Turner has used AI as a tutor, to research universities and scholarship opportunities, and to help prep for the SAT and ACT.
“While I’m good academically, I struggled with the test taking at first, and so I let [AI] see my [SAT and ACT] results and it created a schedule for me for tutoring,” she said.
Nearly half of adolescents who use AI say they have tapped the technology to get advice on their future goals, the report found. About half of kids also think AI will have an equally negative and positive effect on their near- and long-term futures.
Turner believes AI will be a positive technology for her generation. “There’s much more to it than just cheating on your math homework,” she said.
When it comes to AI, kids need education as well as rules
While three-quarters of kids report that their school or teacher have communicated expectations regarding when students can use AI for schoolwork this year, fewer say that educators or parents have talked to them about using AI safely, or AI’s accuracy.
Fifty-six percent of kids say their school has discussed how to use AI safely, and 51% have been told by a teacher or their school how to judge if information from an AI platform is accurate or trustworthy.
A little more than half of kids, 56%, say their parents or guardians have not spoken with them about AI safety.
That leaves a big gap in their understanding of a technology that is already integrated into their lives, Robb said.
“Schools are starting to set some rules, but they’re less consistent around teaching AI literacy,” he said. “So that’s an area where schools could definitely home in on a little bit more closely.”
At a bare minimum, students should understand that AI doesn’t understand whether the answer it spits out is accurate or not and that it frequently gets things wrong, Robb said. Teachers should also speak with their students about how there are often biases built into AI outputs based on the training data that was used.
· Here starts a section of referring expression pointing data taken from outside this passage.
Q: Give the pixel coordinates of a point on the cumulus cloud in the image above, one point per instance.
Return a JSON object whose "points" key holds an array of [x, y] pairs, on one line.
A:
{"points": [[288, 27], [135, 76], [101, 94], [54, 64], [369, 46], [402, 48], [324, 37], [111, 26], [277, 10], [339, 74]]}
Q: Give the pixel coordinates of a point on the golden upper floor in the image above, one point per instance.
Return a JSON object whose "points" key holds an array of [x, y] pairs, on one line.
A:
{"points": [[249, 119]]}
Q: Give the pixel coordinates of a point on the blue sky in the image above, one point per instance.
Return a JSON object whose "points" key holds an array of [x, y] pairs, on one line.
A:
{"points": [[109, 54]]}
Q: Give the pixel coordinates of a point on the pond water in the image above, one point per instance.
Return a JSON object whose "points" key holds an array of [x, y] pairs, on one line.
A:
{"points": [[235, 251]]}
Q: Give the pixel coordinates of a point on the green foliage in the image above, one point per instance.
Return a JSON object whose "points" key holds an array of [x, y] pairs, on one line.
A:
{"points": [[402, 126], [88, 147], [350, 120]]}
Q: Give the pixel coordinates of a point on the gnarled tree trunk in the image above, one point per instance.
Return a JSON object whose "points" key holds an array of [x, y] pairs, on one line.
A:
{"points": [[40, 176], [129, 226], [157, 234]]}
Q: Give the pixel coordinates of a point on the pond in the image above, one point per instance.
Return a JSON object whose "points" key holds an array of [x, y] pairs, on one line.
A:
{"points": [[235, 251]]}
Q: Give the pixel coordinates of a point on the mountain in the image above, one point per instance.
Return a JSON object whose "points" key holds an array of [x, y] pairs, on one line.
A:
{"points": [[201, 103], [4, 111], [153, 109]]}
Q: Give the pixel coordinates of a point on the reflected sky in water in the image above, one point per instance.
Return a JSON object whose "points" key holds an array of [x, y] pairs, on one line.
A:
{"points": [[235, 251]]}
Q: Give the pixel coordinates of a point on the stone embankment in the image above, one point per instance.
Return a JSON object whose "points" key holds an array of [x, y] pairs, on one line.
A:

Students should also be aware of the privacy concerns experts have over AI, Robb said.
“It’s like giving your diary to AI and hoping for the best, but that becomes part of AI’s training data and can become a privacy risk because you don’t know how that’s going to manifest itself later on within the AI,” he said.
The findings are part of an inaugural survey that Common Sense Media’s newly minted Youth AI Safety Institute plans to conduct regularly. The organization established the institute in May as an independent research and testing group focused on kids and AI safety.